The partnership will see Toyota and SoftBank work together to develop the automaker’s multi-purpose mobility service based on its “e-Palette” concept announced earlier this year, in which Toyota plans to produce the hardware and software for convoys of shuttle bus-sized, self-driving multi-purpose vehicles used, for instance, as pay-per-use mobile restaurants and hotels.

The joint company will be called MONET, short for mobility network, and will roll out an autonomous driving service using e-Palette by the second half of the 2020s, the companies said.

SoftBank will provide technology to collect and analyze transportation data to ensure cars are efficiently dispatched when and where they’re needed, they said.

“Toyota is hoping to increase its revenues by combining its own data with the data and expertise which SoftBank has culled from its mobile phone operations,” said Koji Endo, senior analyst at SBI Securities.

“The new company will enable SoftBank to widen its partner network, and it could be hoping to take a lead in developing platforms (for new transport services).”

A slew of automotive technology-related deals and discussions have already resulted in myriad pairings between global automakers, ride-hailing companies and major tech firms.

Honda Motor said on Wednesday it would invest $2.75 billion and take a 5.7 per cent stake in General Motors Co’s Cruise self-driving vehicle unit, in which SoftBank is also an investor.

On the same day, Daimler AG and Renault SA said they may expand their cooperation to batteries, self-driving vehicles and mobility services.

NUTS AND BOLTS

The partnership between the two Japanese companies reflects SoftBank’s growing influence in the emerging fields of AI and autonomous driving, which has been accelerated by its investments via the almost $100 billion Vision Fund.

It is also a vote of confidence from SoftBank CEO Masayoshi Son, who has been critical of Japan for lagging overseas rivals, in Toyota’s vision for the future of cars.

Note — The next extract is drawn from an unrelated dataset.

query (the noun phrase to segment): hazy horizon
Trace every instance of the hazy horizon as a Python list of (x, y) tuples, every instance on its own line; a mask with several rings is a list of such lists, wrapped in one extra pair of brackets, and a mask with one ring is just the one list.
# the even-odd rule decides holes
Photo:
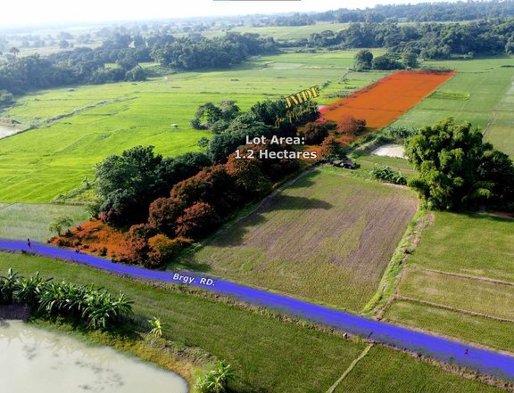
[[(450, 0), (451, 3), (456, 0)], [(121, 0), (106, 2), (89, 0), (86, 7), (70, 6), (69, 1), (19, 0), (0, 8), (2, 28), (29, 28), (51, 23), (128, 22), (195, 17), (220, 17), (248, 14), (324, 12), (339, 8), (367, 8), (377, 4), (407, 4), (428, 2), (426, 0), (192, 0), (187, 4), (173, 4), (171, 0), (147, 0), (144, 5), (130, 4)], [(178, 5), (178, 7), (176, 7)]]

“He has an image of the future,” Son told a media briefing, referring to Toyota President Akio Toyoda. “Automobiles are becoming a cluster of semiconductors, not screws, bolts and nuts.”

While both firms have been independently developing technologies for self-driving vehicles and car sharing, and each have investments in ride-hailing firms Uber Technologies , Grab and Didi Chuxing, this is first time they have come together.

Toyota Executive Vice-president Shigeki Tomoyama said the partnership came after SoftBank’s widespread presence in the ride-hailing industry became apparent - it holds major stakes in the ride-hailing firms it had invested in and played a consolidating role in that industry.

Toyoda joked about rumors that the two companies did not get along, and recalled rejecting a business proposition from Son 20 years ago, when SoftBank had yet to make its name as one of the world’s largest technology investors.

“We are trying to take traditional car making into new fields,” he told reporters. “We realized that SoftBank shares the same vision when it comes to the future of cars, so it’s time that we partner together.”